Closed Bug 1602918 Opened 4 years ago Closed 4 years ago

Collect telemetry on crashes, if one Fission docshell was open

Categories

(Core :: Performance, enhancement, P2)

enhancement

Tracking

()

RESOLVED FIXED
mozilla76
Fission Milestone M6
Tracking Status
firefox76 --- fixed

People

(Reporter: ccd, Assigned: barret)

References

Details

Attachments

(2 files)

Attached file fission_crash.txt

The proposal is to the collect telemetry on cases when there is a crash, and at least one Fission docshell was open.

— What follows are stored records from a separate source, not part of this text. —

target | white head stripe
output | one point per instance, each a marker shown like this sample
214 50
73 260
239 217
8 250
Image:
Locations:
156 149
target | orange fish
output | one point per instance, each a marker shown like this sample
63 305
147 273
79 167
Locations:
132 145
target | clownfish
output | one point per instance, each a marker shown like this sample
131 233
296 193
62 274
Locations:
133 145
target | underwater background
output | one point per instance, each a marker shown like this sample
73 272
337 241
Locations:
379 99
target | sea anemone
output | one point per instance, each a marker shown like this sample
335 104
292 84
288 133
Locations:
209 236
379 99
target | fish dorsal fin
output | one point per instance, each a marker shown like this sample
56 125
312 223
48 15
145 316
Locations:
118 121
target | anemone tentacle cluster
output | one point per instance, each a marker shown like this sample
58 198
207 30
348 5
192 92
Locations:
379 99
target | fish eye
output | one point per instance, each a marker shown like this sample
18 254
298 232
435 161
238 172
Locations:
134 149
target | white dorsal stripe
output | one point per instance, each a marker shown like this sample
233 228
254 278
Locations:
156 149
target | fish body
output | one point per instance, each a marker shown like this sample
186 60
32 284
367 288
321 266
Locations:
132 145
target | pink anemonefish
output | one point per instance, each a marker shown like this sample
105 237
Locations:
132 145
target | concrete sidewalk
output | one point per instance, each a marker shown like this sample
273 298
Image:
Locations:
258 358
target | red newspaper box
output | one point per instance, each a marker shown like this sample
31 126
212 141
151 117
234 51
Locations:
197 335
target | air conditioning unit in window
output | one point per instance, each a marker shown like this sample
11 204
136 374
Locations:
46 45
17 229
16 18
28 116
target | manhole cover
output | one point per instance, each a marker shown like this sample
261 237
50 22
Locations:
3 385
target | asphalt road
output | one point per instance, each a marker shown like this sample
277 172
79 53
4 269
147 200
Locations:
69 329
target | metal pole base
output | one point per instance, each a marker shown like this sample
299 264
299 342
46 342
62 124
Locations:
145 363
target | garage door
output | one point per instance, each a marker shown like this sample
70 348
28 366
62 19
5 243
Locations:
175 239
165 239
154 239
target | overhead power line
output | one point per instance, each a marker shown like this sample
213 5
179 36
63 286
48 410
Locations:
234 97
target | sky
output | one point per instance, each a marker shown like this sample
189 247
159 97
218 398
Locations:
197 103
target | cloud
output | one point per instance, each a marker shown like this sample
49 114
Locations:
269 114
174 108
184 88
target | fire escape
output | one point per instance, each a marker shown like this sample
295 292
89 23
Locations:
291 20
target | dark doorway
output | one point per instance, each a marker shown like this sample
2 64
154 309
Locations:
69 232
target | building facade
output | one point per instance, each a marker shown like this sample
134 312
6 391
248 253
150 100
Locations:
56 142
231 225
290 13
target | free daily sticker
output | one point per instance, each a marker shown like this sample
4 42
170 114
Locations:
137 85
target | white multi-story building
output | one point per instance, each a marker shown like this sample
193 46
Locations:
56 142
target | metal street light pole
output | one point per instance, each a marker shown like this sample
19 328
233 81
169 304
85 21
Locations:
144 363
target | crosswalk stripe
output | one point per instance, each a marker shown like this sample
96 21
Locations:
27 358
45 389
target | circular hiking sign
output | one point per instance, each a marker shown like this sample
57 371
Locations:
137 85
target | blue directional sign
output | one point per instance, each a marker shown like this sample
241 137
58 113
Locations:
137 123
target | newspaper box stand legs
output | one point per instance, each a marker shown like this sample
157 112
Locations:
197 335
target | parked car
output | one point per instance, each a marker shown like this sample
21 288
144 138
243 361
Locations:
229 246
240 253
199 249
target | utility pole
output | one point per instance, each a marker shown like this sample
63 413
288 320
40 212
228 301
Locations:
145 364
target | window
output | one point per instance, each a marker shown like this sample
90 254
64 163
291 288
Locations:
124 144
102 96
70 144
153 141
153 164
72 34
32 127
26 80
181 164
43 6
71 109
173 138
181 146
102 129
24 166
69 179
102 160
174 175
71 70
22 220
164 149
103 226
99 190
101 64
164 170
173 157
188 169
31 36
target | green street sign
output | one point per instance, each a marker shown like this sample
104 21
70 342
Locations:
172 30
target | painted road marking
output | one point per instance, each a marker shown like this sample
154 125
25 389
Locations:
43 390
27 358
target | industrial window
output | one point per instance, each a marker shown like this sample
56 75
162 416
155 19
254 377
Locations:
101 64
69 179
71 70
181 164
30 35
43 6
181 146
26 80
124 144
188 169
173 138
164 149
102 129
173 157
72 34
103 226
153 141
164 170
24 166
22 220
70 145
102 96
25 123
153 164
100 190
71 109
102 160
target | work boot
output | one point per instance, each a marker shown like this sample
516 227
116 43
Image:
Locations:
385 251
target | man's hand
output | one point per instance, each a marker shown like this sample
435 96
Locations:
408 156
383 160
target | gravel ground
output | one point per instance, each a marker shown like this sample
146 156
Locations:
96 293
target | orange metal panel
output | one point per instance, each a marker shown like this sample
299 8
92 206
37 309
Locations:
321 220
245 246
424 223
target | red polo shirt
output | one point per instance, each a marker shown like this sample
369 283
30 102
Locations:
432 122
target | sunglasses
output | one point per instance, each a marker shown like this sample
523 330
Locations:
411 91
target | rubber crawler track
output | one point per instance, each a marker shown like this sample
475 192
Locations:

Attachment #9114978 - Flags: data-review+

Tracking for Fission dogfooding (M5)

Fission Milestone: --- → M5

Sean said he'll work on adding this.

Assignee: nobody → sefeng
Status: NEW → ASSIGNED

Could someone clarify a bit what exactly should be measured here, just to ensure we'll get the right kind of patch and proper review for it?
Thanks.

Flags: needinfo?(cpeterson)
Flags: needinfo?(cdowhygelund)
Priority: -- → P2

I believe, but will defer to @cdowhygelund , that is to infer crash rates when a fission dochshell is open. The crash could have ocurred elsewhere but it is during a session when a fission docshell was open and present.

Without it crash rates cannot be separated out when a user has used fission -window or not.

Blocks: fission-perf

I think this probe is going to be used to answer how frequent a crash is related to Fission. And just by looking at the Fission flag isn't sufficient.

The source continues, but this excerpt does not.